With traditional web pages, Google utilizes crawlers to discover and index
web content. Unfortunately, Google can’t read Flash very well (although it is
trying), and as a result, most video content is invisible to Google’s search
crawlers. Therefore, the best way to appear in Google’s blended search results is to submit your video to Google using a Video Sitemap. This is similar to an XML sitemap, but is formatted specifically for video, and only contains information about your video content. It is submitted using Google’s Webmaster Tools.

The most common error in Video SEO is to assume that because you have
submitted the web page on which a video resides, that the video content itself is being indexed.

You’ll also need to make sure that you have a robots.txt file on all video
pages, to ensure that Google can easily verify that the locations on the Web
you’ve submitted do in fact exist, and that they contain embed codes which
indicate the presence of a video.

Title and Title Tags

When ranking videos, Google primarily considers the match between search keywords and the video title. Although Google allows you to submit other meta-data such as description and keywords, these currently don’t have much influence on your search ranking. Google likes it when the title tag of the page matches the title of the video, and will give a higher weighting for results where this is the case.

Video SEO is Long Tail

Like traditional SEO, you’re much more likely to see results with Video SEO
if you target more specific, or longer tail, search terms. A video titled “Dog”
is unlikely to produce a first-page ranking, while a video titled “German
Shepherd Police Dog” will be more likely to score well in Google’s algorithm.
Since Google can’t determine the actual content of the video, you might consider submitting the same video multiple times with different titles that match
potential search terms.

New and Small Don’t Matter

With traditional SEO, the age of a website is an important consideration for
Google in deciding its ranking. Google also considers things like the number of pages on the site, and the number of links to the site, along with the
importance of the places those links originate.

In Video SEO, none of this matters.
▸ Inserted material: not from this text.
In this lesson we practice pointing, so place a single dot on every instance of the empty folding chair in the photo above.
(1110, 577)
This means that even new sites and small sites can compete on equal footing with larger and more established players. Publishers who are too small or too new to even consider traditional SEO can still be taking advantage of Video SEO opportunities.

For the Foreseeable Future, Video SEO is a Winning Strategy

As time goes by, Google’s discovery and indexing of video content will no
doubt become more sophisticated, and as competition for video results increases, it will become harder for sites to achieve these first-page rankings. However, the number of web pages still massively outnumbers indexed video assets, and for as long as that continues, publishers will have an opportunity to jump to the top of Google’s search results through Video SEO.

Product Videos Boosts Conversions and Sales

Video is entertaining, visual, and drastically underused to convert leads. Yet, having a video on your landing page can increase your conversion rate by 80%, according to Eye Wide Digital. More sites are using video to explain their business, products and services and there’s a scientific basis for doing this.

If people don’t look, your site can’t convert, so anything that makes them look longer will help with conversions. That’s exactly what video does. We already know that web attention spans are short. It’s a case of “blink and you’ll miss it” says a study by Anagard, which shows that people normally stay on your site for six seconds.

Video also boosts conversions by answering users’ questions. Most people have the same basic questions about any purchase. They want to know whether a product or service will do what they want, whether it will last a reasonable time, whether they will enjoy using it and how easy it is to use. Using video to answer these questions, as well as other important ones about shipping and returns, can improve conversions.